Além do aborto espontâneo, o relatório Saúde Reprodutiva e a Nocividade dos Agrotóxicos, da Associação Brasileira de Saúde Coletiva (Abrasco), cita pesquisas que apontam como os agrotóxicos podem causar infertilidade, baixo peso no nascimento, prematuridade, malformação congênita, atrasos no desenvolvimento neurológico e cognitivo da criança e até câncer.
Apesar de não existirem dados específicos que relacionem o uso de agrotóxicos com abortos espontâneos em Rondônia, existem outros dados preocupantes que reforçam que essa pode ser uma realidade em nosso estado.

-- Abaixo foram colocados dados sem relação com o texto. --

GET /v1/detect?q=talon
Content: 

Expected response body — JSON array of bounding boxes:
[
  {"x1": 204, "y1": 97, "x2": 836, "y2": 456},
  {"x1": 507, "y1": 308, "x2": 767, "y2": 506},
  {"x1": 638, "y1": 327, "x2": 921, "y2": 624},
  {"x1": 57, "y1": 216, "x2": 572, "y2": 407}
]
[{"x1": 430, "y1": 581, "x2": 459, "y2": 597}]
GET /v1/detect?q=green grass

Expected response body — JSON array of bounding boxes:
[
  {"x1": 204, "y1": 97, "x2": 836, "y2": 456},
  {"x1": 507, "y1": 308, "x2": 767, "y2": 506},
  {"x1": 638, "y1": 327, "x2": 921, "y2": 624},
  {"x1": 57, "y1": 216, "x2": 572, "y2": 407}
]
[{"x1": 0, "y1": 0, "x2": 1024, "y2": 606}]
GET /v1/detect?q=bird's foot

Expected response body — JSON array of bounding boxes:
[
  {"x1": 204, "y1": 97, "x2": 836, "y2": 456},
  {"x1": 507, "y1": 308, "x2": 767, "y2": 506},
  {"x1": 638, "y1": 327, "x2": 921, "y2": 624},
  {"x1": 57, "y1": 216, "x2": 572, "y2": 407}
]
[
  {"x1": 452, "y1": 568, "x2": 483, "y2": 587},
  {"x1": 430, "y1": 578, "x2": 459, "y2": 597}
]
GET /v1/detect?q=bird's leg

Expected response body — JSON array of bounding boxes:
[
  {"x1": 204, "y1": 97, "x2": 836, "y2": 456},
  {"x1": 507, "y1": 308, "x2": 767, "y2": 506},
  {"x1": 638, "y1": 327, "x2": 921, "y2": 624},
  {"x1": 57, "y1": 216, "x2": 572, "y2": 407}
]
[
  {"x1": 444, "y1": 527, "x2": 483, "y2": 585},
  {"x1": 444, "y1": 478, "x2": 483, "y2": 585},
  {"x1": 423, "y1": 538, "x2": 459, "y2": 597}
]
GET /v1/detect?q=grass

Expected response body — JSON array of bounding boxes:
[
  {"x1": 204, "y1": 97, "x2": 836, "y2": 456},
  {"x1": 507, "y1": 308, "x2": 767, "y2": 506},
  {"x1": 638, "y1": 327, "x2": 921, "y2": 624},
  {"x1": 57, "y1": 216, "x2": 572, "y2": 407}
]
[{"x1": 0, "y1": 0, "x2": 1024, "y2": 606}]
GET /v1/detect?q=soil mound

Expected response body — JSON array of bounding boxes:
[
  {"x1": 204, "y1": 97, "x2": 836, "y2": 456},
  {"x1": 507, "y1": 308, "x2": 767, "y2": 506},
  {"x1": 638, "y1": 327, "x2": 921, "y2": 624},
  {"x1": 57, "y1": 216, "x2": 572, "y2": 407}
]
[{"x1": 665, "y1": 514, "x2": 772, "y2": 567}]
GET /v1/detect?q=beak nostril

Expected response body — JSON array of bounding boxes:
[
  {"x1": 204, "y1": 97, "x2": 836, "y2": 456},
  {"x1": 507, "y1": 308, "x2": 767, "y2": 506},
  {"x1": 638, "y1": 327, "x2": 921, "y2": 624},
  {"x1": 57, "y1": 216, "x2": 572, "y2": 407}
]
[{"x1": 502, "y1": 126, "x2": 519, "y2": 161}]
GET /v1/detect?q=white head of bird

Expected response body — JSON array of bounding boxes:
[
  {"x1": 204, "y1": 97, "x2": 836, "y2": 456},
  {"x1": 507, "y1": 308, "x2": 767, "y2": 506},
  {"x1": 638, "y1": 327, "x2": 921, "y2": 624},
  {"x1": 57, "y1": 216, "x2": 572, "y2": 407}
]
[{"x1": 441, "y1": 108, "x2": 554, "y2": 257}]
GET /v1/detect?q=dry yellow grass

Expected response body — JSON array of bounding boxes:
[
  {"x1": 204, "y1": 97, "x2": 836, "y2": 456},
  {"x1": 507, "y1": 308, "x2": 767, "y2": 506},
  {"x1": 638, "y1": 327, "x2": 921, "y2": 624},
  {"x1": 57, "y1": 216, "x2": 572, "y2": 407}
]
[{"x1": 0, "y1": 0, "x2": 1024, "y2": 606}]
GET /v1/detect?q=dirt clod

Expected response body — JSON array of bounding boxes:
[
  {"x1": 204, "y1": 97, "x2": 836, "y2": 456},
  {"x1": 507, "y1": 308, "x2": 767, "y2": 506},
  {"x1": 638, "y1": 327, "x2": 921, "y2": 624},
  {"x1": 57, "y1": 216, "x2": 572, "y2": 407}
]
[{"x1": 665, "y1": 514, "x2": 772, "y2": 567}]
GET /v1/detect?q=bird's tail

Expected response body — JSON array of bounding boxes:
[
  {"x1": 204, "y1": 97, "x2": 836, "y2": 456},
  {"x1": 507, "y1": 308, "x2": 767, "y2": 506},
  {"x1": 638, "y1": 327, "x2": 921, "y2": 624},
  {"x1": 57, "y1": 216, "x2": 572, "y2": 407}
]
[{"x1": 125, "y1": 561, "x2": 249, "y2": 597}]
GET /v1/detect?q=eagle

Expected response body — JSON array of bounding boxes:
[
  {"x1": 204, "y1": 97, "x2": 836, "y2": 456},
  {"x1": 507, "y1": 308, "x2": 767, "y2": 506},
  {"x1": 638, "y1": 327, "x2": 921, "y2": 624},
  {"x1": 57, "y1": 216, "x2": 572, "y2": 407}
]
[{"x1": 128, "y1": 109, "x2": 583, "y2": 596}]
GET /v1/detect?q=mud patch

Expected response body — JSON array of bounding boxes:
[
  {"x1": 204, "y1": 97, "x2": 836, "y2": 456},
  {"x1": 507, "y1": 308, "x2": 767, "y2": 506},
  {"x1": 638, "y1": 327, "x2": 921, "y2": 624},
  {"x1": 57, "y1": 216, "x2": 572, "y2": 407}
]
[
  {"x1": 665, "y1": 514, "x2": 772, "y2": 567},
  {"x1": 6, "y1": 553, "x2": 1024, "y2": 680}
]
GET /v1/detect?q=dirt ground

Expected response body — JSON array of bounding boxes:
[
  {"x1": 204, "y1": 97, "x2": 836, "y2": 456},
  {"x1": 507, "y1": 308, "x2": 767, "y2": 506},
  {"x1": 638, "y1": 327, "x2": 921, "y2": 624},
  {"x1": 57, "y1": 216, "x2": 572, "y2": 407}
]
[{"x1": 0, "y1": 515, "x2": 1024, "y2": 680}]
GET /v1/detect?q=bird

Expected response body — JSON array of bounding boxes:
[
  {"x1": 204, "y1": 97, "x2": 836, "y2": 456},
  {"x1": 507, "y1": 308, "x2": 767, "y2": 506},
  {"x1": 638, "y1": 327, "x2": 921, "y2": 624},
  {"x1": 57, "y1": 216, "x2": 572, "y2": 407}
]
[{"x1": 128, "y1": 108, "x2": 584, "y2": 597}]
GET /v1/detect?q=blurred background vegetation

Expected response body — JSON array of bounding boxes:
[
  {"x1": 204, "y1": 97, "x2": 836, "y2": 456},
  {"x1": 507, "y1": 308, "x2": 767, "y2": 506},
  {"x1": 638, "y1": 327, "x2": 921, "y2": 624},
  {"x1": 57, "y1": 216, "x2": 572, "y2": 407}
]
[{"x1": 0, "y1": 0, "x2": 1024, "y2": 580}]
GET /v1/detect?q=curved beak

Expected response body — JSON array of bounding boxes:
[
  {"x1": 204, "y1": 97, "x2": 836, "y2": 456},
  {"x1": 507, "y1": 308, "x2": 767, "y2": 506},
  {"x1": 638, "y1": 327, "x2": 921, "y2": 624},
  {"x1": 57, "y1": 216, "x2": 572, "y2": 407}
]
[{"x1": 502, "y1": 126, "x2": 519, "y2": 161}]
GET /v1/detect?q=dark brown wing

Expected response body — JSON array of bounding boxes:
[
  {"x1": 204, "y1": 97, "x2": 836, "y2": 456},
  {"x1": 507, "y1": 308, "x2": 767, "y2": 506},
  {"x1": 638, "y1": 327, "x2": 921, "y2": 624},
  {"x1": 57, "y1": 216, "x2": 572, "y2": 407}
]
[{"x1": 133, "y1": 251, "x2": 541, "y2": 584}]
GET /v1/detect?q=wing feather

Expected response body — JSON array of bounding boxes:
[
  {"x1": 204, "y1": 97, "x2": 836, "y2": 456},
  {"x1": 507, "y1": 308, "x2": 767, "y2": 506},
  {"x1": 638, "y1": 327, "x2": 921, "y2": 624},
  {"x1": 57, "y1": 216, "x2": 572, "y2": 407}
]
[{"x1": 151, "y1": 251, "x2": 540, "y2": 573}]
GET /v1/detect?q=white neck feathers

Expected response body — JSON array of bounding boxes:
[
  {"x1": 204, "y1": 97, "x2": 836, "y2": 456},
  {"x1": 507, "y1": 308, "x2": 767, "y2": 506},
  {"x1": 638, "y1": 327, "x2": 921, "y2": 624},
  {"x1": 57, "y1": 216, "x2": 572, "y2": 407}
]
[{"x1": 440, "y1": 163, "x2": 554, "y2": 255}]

Segundo dados da Vigilância em Saúde das Populações Expostas a Agrotóxicos (Vspea), divulgados em junho de 2023, Rondônia está entre os quatro estados com o maior número de casos de intoxicação exógena por agrotóxicos no Brasil.
Em 16 anos, Rondônia registrou 2.583 notificações de casos de intoxicação por agrotóxicos, mantendo uma média de 13,11 casos por mês, conforme aponta o levantamento.
Um estudo da Universidade Federal do Acre, publicado no Caderno de Ciência e Tecnologia da Empresa Brasileira de Pesquisa Agropecuária (Embrapa), se dedicou a avaliar o grau de exposição da população de comunidades rurais dos estados do Acre e Rondônia aos efeitos dos agrotóxicos.
De acordo com a pesquisa, no período entre 2007 e 2017, foram registrados 1270 notificações de casos de intoxicação em Rondônia. Entre os casos registrados, 756 das vítimas são homens e 514 mulheres.
Ainda segundo o levantamento, 235 dos casos de intoxicação aconteceram em crianças com idades entre 1 a 9 anos. A faixa etária mais atingida é entre 20 a 59 anos, com 771 casos registrados.